I’ve written much on Common Core math and I maintain that it contains watchwords (or dog whistles per Tom Loveless of Brookings) of reform math that cause it to be interpreted along those lines. That is, emphasis on alternatives to the standard algorithms prior to teaching the standard algorithms in the belief that teaching the standard algorithms first eclipses the “understanding” of the algorithm. And the “understanding” of the algorithm is believed to be essential for students to solve problems.

I’ve also maintained that Common Core can be taught using traditional methods, and the standard algorithms can be taught first, with alternative approaches later (as it used to be taught).  Jason Zimba has agreed with me on this in articles.

To wit and for example:

The criticism that I referred to earlier comes from math educator Barry Garelick, who has written a series of blog posts that aims to sketch a picture of good, traditional pedagogy consistent with the Common Core. The concrete proposals in his series are a welcome addition to the conversation math educators are having about implementing the standards. Reading these posts led me to consider the following question:

     If the only computation algorithm we teach is the standard algorithm, then      can we still say we are following the standards?

Provided the standards as a whole are being met, I would say that the answer to this question is yes. 

With that, let me turn to the blog piece I had linked to originally. The argument starts out with the usual:

The traditional way involves rote memorization and algorithms performed on paper. They require little to no understanding of why the algorithm works. It simply works.

This statement is so far off, it’s not even wrong. In fact, older textbooks do explain why the algorithms work as they do, and later, after students master the algorithm, alternatives to the standard algorithm are introduced. (See for example, this article.) In many cases, students discover these methods by themselves. And it isn’t as if teachers do not teach the understanding; most do. But as many teachers will tell you, many students do not glom on to the reasons, and instead rely on the procedure.  Understanding is a process that works in tandem with procedural fluency. Many students will understand in time.  And some will never fully understand. There are varying levels of understanding. But being able to solve problems using a procedure or algorithm does not necessarily make the student a “math zombie”.

She goes on:

We forget. All the time. Especially when we don’t understand why the algorithm works or if it has been a long time since we last used it. I can guarantee if I took a survey at Starbucks right now, and asked people how to perform long division, convert a mixed number to a fraction, recite the quadratic formula, factor a binomial, and complete the squaremost would fail. Not because math is too hard or people are bad at it, but because memorization and algorithms are not the best ways to retain information. We remember through contextunderstanding and application.
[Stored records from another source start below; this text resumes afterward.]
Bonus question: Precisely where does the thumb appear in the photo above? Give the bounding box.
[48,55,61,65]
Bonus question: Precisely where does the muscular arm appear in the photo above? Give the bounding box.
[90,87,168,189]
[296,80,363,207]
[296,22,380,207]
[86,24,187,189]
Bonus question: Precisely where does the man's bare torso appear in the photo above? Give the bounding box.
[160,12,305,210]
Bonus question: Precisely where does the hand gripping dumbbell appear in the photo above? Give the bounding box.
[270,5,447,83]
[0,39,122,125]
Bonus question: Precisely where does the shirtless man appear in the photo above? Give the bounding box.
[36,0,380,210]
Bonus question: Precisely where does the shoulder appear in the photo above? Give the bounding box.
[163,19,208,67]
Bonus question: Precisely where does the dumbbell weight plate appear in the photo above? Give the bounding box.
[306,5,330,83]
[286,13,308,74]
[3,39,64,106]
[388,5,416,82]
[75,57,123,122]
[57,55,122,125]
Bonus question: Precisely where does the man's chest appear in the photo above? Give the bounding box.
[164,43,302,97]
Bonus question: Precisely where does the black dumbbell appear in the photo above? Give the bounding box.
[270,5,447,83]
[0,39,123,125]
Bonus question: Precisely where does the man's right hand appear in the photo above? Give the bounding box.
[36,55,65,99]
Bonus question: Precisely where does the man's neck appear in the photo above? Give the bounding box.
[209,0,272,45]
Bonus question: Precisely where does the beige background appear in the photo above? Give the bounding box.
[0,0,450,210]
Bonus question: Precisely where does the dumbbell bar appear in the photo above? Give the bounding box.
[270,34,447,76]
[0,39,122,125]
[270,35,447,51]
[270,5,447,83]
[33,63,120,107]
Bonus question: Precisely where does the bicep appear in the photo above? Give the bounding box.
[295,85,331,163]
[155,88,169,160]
We also remember through continued application. For example, if I haven’t worked with percent calculations for a while, I have to brush up on it. Same with finding derivatives of certain functions. The survey of people at Starbucks might be different if the majority of customers were practicing engineers. That people forget how how to do something if they haven’t worked with it for years is not evidence that the traditional method of math teaching is ineffective. And like many authors of similar rants and polemics, she also does not provide evidence that her methods are superior to those that she feels do not work.

She then goes into a demonstration of how mental math provides a superior and quicker way of adding two three digit numbers than the standard algorithm and states:

Number sense allows us to have an arsenal of ways to problem solve, including but not limited to the traditional algorithm.

Quite true. And many of us got to that point by discovering these shortcuts ourselves after having been taught the standard algorithm, not to mention that the shortcuts she mentions (and gives a demonstration of) were also included in the old textbooks in the era of traditional math that she and others find so destructive.

She leaves us with:

The Common Core math standards are an attempt to expose your child to this flexible way of thinking. It may not be perfect, but it is in the right direction.”

Yes, and the standards can also be met quite effectively perhaps more so, using traditional methods. The “understanding uber alles” approach to math is likely to result more in “rote understanding” and an inability to solve many simple problems. Interestingly, students in the 80’s and 90’s entering algebra classes in high school knew how to do basic computations with fractions, decimals and percents, whereas now many teachers will attest that this is not the case.  Traditional math is the usual culprit, but such finger pointing fails to acknowledge that the reform methods have been around for almost three decades.

Oh right. It’s because reform math hasn’t been taught correctly. I keep forgetting that.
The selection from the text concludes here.